En 1969, la familia de Araceli trató de volver a España, pero la persecución, con Francisco Franco aún en el poder, fue asfixiante y los llevó de vuelta a Moscú. "Esperando, a ver si se moría", su esposo falleció a menos de tres meses de que lo hiciera el dictador. Araceli no pudo retornar hasta los años 80, y no sin ciertas complicaciones para lograr la reagrupación familiar. Una de sus hijas no podía volver con su marido, hijo de españoles, porque había hecho la mili en la URSS. El socialista Fernando Morán, que por entonces era ministro de Exteriores, medió y logró que todos regresaran a Asturias.

Araceli reconoce que estar en Gijón fue maravilloso pero no sencillo. Sus estudios de ingeniería y economía no servían ni para una oposición, viniendo de un entorno comunista, "como si la economía tuviera nacionalidad". Acabó de interna en una casa de retornados de América con bastante buena posición.
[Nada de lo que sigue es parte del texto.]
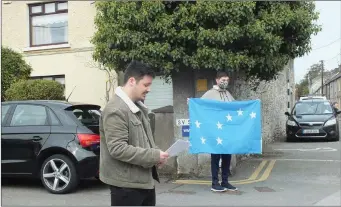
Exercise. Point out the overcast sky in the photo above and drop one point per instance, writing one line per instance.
(330, 20)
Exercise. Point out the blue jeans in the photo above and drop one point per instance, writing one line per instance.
(225, 167)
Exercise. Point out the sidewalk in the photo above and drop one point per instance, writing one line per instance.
(332, 200)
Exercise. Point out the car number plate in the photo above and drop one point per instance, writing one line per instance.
(310, 131)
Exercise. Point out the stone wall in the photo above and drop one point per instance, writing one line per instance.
(274, 97)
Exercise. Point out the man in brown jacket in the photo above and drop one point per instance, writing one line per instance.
(128, 154)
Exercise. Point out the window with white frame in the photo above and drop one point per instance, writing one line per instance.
(48, 23)
(58, 78)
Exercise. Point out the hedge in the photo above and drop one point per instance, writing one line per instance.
(35, 90)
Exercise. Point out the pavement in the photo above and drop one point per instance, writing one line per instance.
(293, 174)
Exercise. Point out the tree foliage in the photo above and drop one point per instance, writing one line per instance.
(35, 90)
(13, 68)
(258, 38)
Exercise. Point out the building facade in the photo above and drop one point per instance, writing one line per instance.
(54, 38)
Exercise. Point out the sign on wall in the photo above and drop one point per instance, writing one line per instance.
(182, 122)
(185, 131)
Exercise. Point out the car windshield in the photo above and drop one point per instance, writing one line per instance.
(312, 108)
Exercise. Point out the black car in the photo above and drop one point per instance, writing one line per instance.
(312, 118)
(55, 141)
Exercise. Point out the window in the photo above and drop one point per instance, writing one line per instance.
(29, 115)
(54, 119)
(58, 78)
(4, 111)
(48, 23)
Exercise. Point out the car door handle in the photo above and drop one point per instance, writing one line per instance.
(36, 138)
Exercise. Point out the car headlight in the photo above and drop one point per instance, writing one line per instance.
(330, 122)
(291, 123)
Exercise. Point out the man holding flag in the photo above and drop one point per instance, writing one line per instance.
(221, 126)
(220, 92)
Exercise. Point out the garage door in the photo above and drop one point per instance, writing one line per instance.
(161, 94)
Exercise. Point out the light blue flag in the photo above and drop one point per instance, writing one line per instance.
(218, 127)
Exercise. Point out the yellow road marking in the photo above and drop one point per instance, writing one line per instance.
(251, 179)
(265, 175)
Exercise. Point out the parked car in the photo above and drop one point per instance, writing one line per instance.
(314, 118)
(55, 141)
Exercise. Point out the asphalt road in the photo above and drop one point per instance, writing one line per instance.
(294, 174)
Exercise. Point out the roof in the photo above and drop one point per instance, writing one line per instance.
(52, 103)
(333, 78)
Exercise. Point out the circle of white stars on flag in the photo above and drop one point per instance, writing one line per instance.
(219, 141)
(253, 115)
(240, 112)
(229, 117)
(203, 140)
(197, 123)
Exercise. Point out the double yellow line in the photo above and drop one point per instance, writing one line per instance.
(251, 179)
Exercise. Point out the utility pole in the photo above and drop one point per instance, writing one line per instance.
(322, 70)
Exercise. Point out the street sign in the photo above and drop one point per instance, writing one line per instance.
(182, 122)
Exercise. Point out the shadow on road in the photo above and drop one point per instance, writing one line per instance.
(312, 141)
(36, 183)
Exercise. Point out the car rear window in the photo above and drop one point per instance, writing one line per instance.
(87, 115)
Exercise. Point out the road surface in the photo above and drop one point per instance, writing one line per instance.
(293, 174)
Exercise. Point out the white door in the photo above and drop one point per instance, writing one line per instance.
(161, 94)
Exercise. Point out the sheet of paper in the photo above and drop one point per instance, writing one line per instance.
(178, 147)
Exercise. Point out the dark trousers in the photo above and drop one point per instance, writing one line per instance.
(225, 167)
(132, 196)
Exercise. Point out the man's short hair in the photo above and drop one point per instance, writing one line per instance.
(137, 70)
(221, 74)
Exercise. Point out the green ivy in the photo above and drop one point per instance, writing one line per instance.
(13, 68)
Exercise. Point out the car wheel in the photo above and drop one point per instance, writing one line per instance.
(58, 174)
(289, 139)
¿Se acordaba de su tierra? "Pues claro, la recordaba muy bien, pero lo que pasa es que ha cambiado mucho. ¡Gijón está muy bonita!", replica. No quiere irse, ni habiendo estado tanto tiempo fuera se siente extraña. Ni a Rusia ni a Cuba ni a ningún otro lado. Es un derecho humano, repite insistente, y es lo que desea para quienes ahora tienen que huir de sus casas. "Debemos ser solidarios con los que vienen, como otros lo fueron con nosotros. Porque las guerras son muy malas, muy malas".